2010-UNAT-027, Mohammed Bustanji
UNAT a rejeté l'appel comme un délai de temps.
UNAT a rejeté l'appel comme un délai de temps.
Unat a jugé que les appelants ne se sont pas portés dans la disposition des circonstances exceptionnelles de l'ancienne règle du personnel 111. 2 (f). Unat a jugé qu'il n'y avait pas de différence juridique entre des circonstances exceptionnelles et des affaires exceptionnelles. Unat a jugé qu'un retard ne peut être excusé qu'en raison de circonstances indépendantes du contr?le d'un appelant. Unat a jugé qu'aucune erreur en fait ou en droit n'a été faite par undt. UNAT a rejeté l'appel.

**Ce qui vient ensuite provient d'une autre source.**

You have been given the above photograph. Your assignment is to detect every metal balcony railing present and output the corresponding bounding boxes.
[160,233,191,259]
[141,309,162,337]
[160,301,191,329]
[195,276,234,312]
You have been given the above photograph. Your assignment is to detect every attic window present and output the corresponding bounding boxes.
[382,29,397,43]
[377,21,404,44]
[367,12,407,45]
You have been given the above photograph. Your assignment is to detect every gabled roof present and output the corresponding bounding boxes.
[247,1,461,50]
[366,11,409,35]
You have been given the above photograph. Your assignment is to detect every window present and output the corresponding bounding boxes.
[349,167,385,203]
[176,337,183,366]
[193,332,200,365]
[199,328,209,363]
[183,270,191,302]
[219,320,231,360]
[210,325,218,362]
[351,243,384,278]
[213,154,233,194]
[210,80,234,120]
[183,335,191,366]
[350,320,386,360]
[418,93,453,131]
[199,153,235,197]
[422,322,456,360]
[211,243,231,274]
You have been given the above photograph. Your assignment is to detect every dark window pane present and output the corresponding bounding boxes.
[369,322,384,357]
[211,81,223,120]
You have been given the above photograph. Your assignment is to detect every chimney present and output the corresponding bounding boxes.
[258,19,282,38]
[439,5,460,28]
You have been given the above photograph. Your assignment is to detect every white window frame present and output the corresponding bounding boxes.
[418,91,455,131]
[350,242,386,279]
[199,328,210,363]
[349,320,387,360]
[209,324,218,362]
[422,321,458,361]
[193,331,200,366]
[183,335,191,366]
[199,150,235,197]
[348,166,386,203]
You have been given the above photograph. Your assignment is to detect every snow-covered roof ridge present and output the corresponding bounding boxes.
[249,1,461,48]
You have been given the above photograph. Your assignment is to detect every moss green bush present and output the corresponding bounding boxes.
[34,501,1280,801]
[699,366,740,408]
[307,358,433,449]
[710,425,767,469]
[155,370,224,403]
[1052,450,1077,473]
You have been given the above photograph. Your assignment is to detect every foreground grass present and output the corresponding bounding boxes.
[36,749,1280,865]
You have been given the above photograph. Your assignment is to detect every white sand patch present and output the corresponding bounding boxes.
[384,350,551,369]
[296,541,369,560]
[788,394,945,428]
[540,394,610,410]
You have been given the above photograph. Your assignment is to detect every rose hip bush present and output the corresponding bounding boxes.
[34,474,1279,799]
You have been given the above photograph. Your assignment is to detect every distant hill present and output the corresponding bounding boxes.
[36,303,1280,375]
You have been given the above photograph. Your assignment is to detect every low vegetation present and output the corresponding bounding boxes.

UNAT a déclaré qu'une demande d'interprétation n'est pas à recevoir si son objectif réel était d'avoir réexaminé sa décision, même si ses jugements sont définitifs et sans appel, ou pour le faire commenter sa décision. L'UNAT a jugé que les demandes déposées en vertu des sous-paragraphes (a) à (g) du paragraphe 30 de l'appel, dans le but de remettre en question la décision ou d'avoir des commentaires de la décision, n'étaient pas à recevoir. Unat a jugé que l'utilisation du mot ?Annul? ne conduirait pas à la confusion dans l'esprit d'un parti de bonne foi parce que le langage du droit...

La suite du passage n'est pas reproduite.